9

17 2 0
                                    

Adam avait rencontré Lila six ans auparavant. Ou sept ans, peut-être. Six ans ? Sept ans ? Non, huit ans, se souvint Adam. Les deux jeunes gens s'étaient rencontré grâce à leur ami en commun, Tao. La rentrée aux études supérieures venait de commencer et Tao ressentait le manque de ses amitiés passées. Une sorte de nostalgie qui lui collait à la peau, qui le démangeait, le brûlait. Tao avait eu la bonne idée d'organiser une petite soirée dans son studio étudiant quelques semaines plus tard.

Tao Gauthier, né d'un père français et d'une mère japonaise, avait commencé des études en informatique en septembre 2015. Tao adorait ce qu'il faisait, ça le passionnait énormément. Il adorait cette nouvelle vie dans les études supérieures. Il se sentait enfin adulte. Plus contraint de devoir écouter père et mère à longueur de journée. La seule pilule que Tao avait du mal à avaler était la vague de nouvelles personnes. Il ne supportait pas les personnes de son option. Il se sentait de trop, pas assez «comme les autres » et trop « lui ». Son orientation sexuelle ne l'aidait pas vraiment à s'intégrer. Dès qu'on l'apprenait, on fuyait Tao comme la peste. Nul doute, Tao était content que les pensées envers l'homosexualité aient évoluées. Tao ne s'intégrait pas. Et il regrettait amèrement les années passées dans son lycée niçois.

Lors de la première semaine de cours, Tao appelait Adam tous les soirs. Et, quand il entendait la voix de son meilleur ami, les larmes se formaient aux coins de ses yeux. Adam lui manquait. Son meilleur et seul ami lui manquait. Il ne se passait pas une soirée sans que Tao ne raconte à Adam à quel point les personnes de sa fac étaient chiantes à mourir. Adam l'écoutait sourire aux lèvres, sans manquer d'essuyer ses propres larmes. Tao Gauthier et Adam Rosier ne s'étaient jamais identifiés à quelqu'un comme ils s'identifiaient l'un à l'autre. Les jeunes hommes étaient les deux parties nécessaires à un tout. Ils étaient frères ou presque.

Adam avait intégré une école de cuisine à Nice. Après de longues semaines à attendre les résultats du concours d'admission, la réponse tomba : Adam était pris. Son rêve allait devenir réalité. Il l'avait fait, il y était parvenu, après des semaines et des semaines de travail. Il était tellement impatient à l'idée d'y apprendre mille et une techniques en cuisine et en pâtisserie. Il s'impatientait à l'idée de découvrir les cuisines du monde, les cuisines des plus grands chefs, et de pouvoir composer lui-même ses cartes, ses desserts. Adam ne s'était pas attendu à être rejeté par les autres étudiants. Malgré ses nombreuses prouesses culinaires, il n'a jamais su se faire une place. À croire que son métissage prenait trop de place, qu'il dérangeait. Il avait essuyé des remarques racistes. Heureusement pour lui, Thelma, sa mère, lui apprit à ne pas prendre personnellement ce genre de remarques. Ça lui passait au-dessus.

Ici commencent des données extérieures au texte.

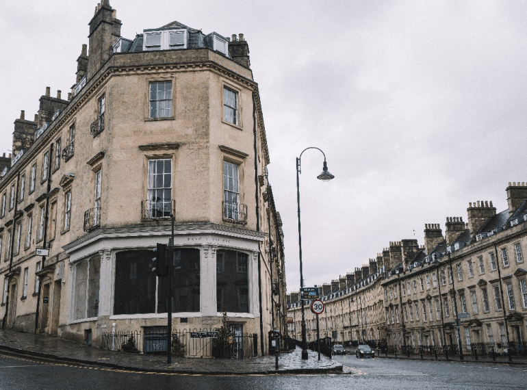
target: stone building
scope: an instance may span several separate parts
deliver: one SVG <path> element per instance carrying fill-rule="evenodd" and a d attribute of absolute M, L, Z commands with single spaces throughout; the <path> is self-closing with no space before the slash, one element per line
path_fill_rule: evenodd
<path fill-rule="evenodd" d="M 470 351 L 479 345 L 500 352 L 524 343 L 527 185 L 509 183 L 506 192 L 507 209 L 497 213 L 492 202 L 471 203 L 467 222 L 447 218 L 444 235 L 439 224 L 426 224 L 424 246 L 415 239 L 390 242 L 338 286 L 322 286 L 323 334 L 344 342 L 376 340 L 398 350 L 449 346 Z M 287 299 L 288 317 L 296 320 L 290 329 L 299 338 L 298 294 Z M 313 328 L 313 315 L 307 318 Z"/>
<path fill-rule="evenodd" d="M 176 21 L 127 39 L 107 0 L 89 25 L 67 99 L 47 88 L 34 120 L 14 122 L 3 326 L 97 343 L 112 325 L 165 325 L 149 265 L 173 215 L 173 328 L 214 328 L 224 308 L 265 350 L 285 312 L 283 236 L 247 42 Z"/>

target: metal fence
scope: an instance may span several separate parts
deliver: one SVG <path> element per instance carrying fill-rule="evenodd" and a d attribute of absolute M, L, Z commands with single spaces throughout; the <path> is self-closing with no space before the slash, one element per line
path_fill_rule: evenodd
<path fill-rule="evenodd" d="M 171 337 L 172 356 L 181 357 L 216 357 L 218 359 L 244 359 L 258 354 L 258 335 L 246 333 L 233 336 L 232 343 L 220 346 L 218 339 L 191 338 L 191 332 L 207 332 L 218 329 L 173 330 Z M 101 348 L 127 352 L 144 354 L 166 353 L 166 332 L 107 332 L 102 335 Z"/>

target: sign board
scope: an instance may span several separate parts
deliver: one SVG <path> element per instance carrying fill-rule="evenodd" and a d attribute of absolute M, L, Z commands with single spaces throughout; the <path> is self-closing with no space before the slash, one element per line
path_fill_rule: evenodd
<path fill-rule="evenodd" d="M 302 287 L 300 289 L 300 299 L 320 299 L 318 287 Z"/>
<path fill-rule="evenodd" d="M 37 256 L 49 256 L 49 249 L 44 249 L 44 248 L 37 248 L 36 255 Z"/>
<path fill-rule="evenodd" d="M 324 302 L 320 299 L 316 299 L 311 302 L 311 311 L 315 314 L 324 313 Z"/>
<path fill-rule="evenodd" d="M 217 339 L 218 332 L 190 332 L 191 339 Z"/>

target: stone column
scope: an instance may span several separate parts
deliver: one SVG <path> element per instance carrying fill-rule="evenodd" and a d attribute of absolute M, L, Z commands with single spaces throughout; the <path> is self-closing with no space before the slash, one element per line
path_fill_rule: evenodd
<path fill-rule="evenodd" d="M 112 252 L 109 249 L 99 251 L 101 257 L 101 272 L 99 282 L 99 315 L 110 315 L 112 311 L 114 273 Z"/>

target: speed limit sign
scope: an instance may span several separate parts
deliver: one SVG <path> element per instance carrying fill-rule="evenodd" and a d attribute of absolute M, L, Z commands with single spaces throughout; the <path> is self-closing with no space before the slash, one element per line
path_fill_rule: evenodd
<path fill-rule="evenodd" d="M 315 314 L 324 313 L 324 302 L 320 299 L 316 299 L 311 302 L 311 311 Z"/>

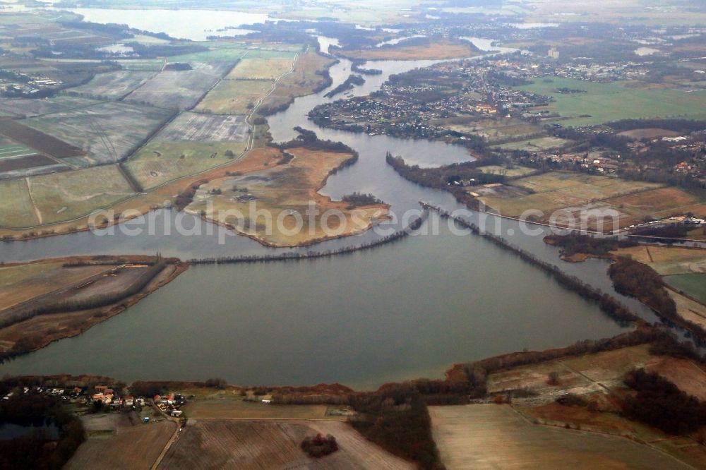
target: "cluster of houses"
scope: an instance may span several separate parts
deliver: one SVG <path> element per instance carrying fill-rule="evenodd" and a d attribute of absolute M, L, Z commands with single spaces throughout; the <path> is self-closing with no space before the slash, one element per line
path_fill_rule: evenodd
<path fill-rule="evenodd" d="M 169 393 L 166 395 L 155 395 L 152 399 L 157 407 L 170 416 L 181 416 L 182 411 L 179 409 L 186 404 L 186 399 L 184 395 Z"/>
<path fill-rule="evenodd" d="M 97 402 L 112 408 L 144 406 L 146 403 L 142 397 L 135 398 L 132 395 L 120 396 L 107 385 L 96 385 L 94 387 L 94 391 L 95 393 L 91 397 L 94 403 Z"/>

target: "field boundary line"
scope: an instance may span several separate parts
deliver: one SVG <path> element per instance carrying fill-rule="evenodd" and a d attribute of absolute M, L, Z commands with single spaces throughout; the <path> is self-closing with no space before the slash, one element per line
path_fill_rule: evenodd
<path fill-rule="evenodd" d="M 42 218 L 42 212 L 40 208 L 37 207 L 37 202 L 35 200 L 35 196 L 32 194 L 32 183 L 30 183 L 29 176 L 25 177 L 25 184 L 27 186 L 27 193 L 30 196 L 30 202 L 32 203 L 32 208 L 35 212 L 35 217 L 37 217 L 37 222 L 39 222 L 37 227 L 41 227 L 44 224 L 43 219 Z"/>
<path fill-rule="evenodd" d="M 472 405 L 471 405 L 471 406 L 472 406 Z M 594 435 L 602 436 L 603 438 L 612 437 L 612 438 L 618 438 L 619 439 L 624 439 L 624 440 L 628 440 L 628 441 L 629 441 L 630 442 L 633 442 L 635 445 L 644 445 L 645 447 L 650 447 L 650 449 L 652 449 L 654 450 L 657 451 L 658 452 L 659 452 L 660 454 L 664 455 L 665 457 L 667 457 L 671 459 L 672 460 L 681 464 L 684 466 L 688 467 L 690 469 L 693 469 L 693 470 L 698 470 L 697 468 L 695 466 L 694 466 L 693 465 L 691 465 L 691 464 L 688 464 L 688 463 L 687 463 L 687 462 L 684 462 L 683 460 L 680 460 L 679 459 L 676 458 L 676 457 L 674 457 L 671 454 L 669 454 L 666 451 L 665 451 L 665 450 L 664 450 L 662 449 L 660 449 L 659 447 L 657 447 L 655 445 L 653 445 L 652 444 L 652 442 L 659 442 L 659 441 L 641 441 L 641 440 L 638 440 L 637 439 L 633 439 L 633 438 L 630 438 L 629 436 L 627 436 L 627 435 L 622 435 L 622 434 L 614 434 L 613 433 L 610 433 L 610 432 L 608 432 L 608 431 L 601 431 L 601 430 L 594 430 L 594 429 L 584 429 L 582 428 L 580 428 L 580 429 L 574 429 L 573 428 L 565 428 L 563 426 L 559 426 L 558 424 L 549 424 L 547 423 L 539 423 L 539 421 L 535 423 L 534 421 L 530 420 L 530 418 L 528 418 L 527 416 L 525 416 L 521 411 L 515 409 L 515 406 L 513 406 L 512 404 L 510 405 L 510 408 L 513 411 L 515 411 L 518 415 L 520 415 L 520 416 L 522 417 L 526 422 L 529 423 L 530 424 L 531 424 L 532 426 L 546 426 L 547 428 L 556 429 L 556 430 L 558 430 L 560 432 L 562 432 L 562 431 L 563 432 L 569 431 L 569 432 L 573 432 L 573 433 L 578 433 L 578 434 L 582 434 L 582 434 L 592 434 L 592 435 Z M 669 440 L 667 439 L 667 440 Z"/>

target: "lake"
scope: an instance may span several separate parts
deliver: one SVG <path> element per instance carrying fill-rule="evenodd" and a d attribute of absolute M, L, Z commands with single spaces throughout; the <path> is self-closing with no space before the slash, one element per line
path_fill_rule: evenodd
<path fill-rule="evenodd" d="M 176 21 L 169 16 L 162 20 Z M 324 49 L 335 44 L 319 40 Z M 383 73 L 366 76 L 365 84 L 352 92 L 368 95 L 393 73 L 434 63 L 371 62 L 370 66 Z M 401 178 L 386 164 L 385 155 L 390 151 L 409 163 L 433 167 L 472 159 L 466 149 L 438 141 L 324 129 L 307 120 L 313 107 L 335 99 L 323 95 L 349 76 L 350 66 L 342 59 L 331 69 L 331 87 L 297 98 L 287 110 L 270 116 L 274 139 L 289 140 L 296 135 L 293 128 L 302 126 L 357 150 L 358 162 L 332 175 L 321 189 L 333 198 L 353 191 L 373 193 L 399 214 L 419 210 L 419 200 L 448 210 L 461 209 L 449 193 Z M 474 222 L 481 217 L 470 212 L 467 215 Z M 218 243 L 222 229 L 213 226 L 205 227 L 213 233 L 194 236 L 165 229 L 177 220 L 199 223 L 183 213 L 162 210 L 148 218 L 157 227 L 153 235 L 80 233 L 4 243 L 0 243 L 0 260 L 157 251 L 189 259 L 277 251 L 242 236 Z M 433 216 L 424 227 L 437 220 Z M 501 234 L 542 259 L 561 263 L 558 250 L 542 242 L 544 229 L 530 236 L 514 221 L 491 217 L 489 223 L 501 224 Z M 372 388 L 390 380 L 441 378 L 456 362 L 525 348 L 566 346 L 625 331 L 596 306 L 513 253 L 479 237 L 455 235 L 444 224 L 436 231 L 340 258 L 194 267 L 126 312 L 80 336 L 0 366 L 0 373 L 81 373 L 124 380 L 220 377 L 241 385 L 337 381 Z M 336 249 L 378 237 L 371 231 L 314 249 Z M 562 268 L 614 292 L 606 266 L 592 261 L 564 263 Z M 650 318 L 634 300 L 619 297 Z"/>
<path fill-rule="evenodd" d="M 192 267 L 0 373 L 369 389 L 621 331 L 514 254 L 441 224 L 436 236 L 337 258 Z"/>

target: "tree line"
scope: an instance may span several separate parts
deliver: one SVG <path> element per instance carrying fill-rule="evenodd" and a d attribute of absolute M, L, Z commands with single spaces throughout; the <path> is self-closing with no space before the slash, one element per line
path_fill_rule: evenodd
<path fill-rule="evenodd" d="M 49 302 L 35 307 L 30 306 L 30 308 L 23 308 L 20 306 L 15 311 L 8 313 L 3 316 L 3 318 L 0 320 L 0 328 L 4 328 L 15 323 L 25 321 L 40 315 L 77 312 L 82 310 L 100 308 L 117 303 L 121 301 L 141 292 L 158 274 L 164 270 L 166 265 L 167 262 L 165 260 L 160 260 L 145 270 L 145 272 L 132 284 L 118 292 L 97 294 L 85 299 L 69 299 L 59 302 Z M 13 349 L 13 351 L 16 353 L 23 352 L 26 350 L 26 348 L 25 345 L 23 344 L 23 342 L 20 339 L 16 343 Z"/>
<path fill-rule="evenodd" d="M 241 256 L 227 256 L 222 258 L 203 258 L 190 260 L 189 263 L 192 265 L 220 265 L 220 264 L 238 264 L 251 263 L 270 263 L 273 261 L 296 261 L 298 260 L 311 260 L 318 258 L 330 258 L 338 255 L 345 255 L 369 250 L 381 245 L 389 243 L 393 241 L 401 240 L 407 236 L 411 233 L 418 230 L 421 227 L 424 221 L 429 217 L 429 211 L 424 210 L 421 215 L 414 217 L 412 222 L 402 230 L 399 230 L 394 234 L 387 235 L 377 240 L 369 241 L 360 245 L 352 246 L 344 246 L 335 250 L 325 250 L 323 251 L 307 251 L 306 253 L 287 252 L 275 255 L 244 255 Z"/>
<path fill-rule="evenodd" d="M 608 274 L 619 293 L 635 297 L 661 317 L 687 328 L 702 339 L 706 338 L 706 330 L 679 315 L 662 276 L 647 265 L 628 256 L 620 256 L 611 265 Z"/>

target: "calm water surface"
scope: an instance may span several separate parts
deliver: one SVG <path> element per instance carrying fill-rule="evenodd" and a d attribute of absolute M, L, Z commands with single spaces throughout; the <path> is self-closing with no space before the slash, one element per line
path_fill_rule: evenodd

Adam était le premier de sa promotion, le meilleur dans chaque cours, chaque technique. Il était entouré de « bourges » qui ne pouvaient accepter que l'« étranger » ait plus de succès, bien qu'Adam soit, comme eux, né en France. Il venait d'une famille modeste qui avait économisé autant que possible pour qu'il puisse partir en Erasmus. Malgré ses talents, son travail, sa persévérance, il restait le paria de son école.

Lorsqu'Adam arriva au Royaume-Uni, il y découvrit un monde culinaire tellement diversifié qu'il ne savait plus où donner de la tête. Le voilà, ce fameux rêve, devenu réalité. Il s'était réalisé en dehors de Nice. Tout ce qu'il avait pu imaginer s'était réalisé en dehors de son pays. Qui l'aurait cru ? Pas Adam, ça c'est certain.

La soirée qu'organisait Tao était le moment parfait pour se revoir. Le moment idéal pour revoir son frère. C'était comme ça qu'ils se voyaient, comme des frères. Celui qu'ils n'avaient jamais eu, celui tombé du ciel à la rentrée du lycée, celui sur qui ils pourraient compter jusqu'à la fin des temps. Adam était arrivé à la soirée avec une bonne demi-heure de retard. Il se sentit coupable de ne pas être arrivé plus tôt pour aider Tao à tout organiser. Et, pour compenser son retard, il apporta un sac rempli d'alcool. Toutes ses petites économies y étaient passées. Rien n'était jamais trop pour Tao.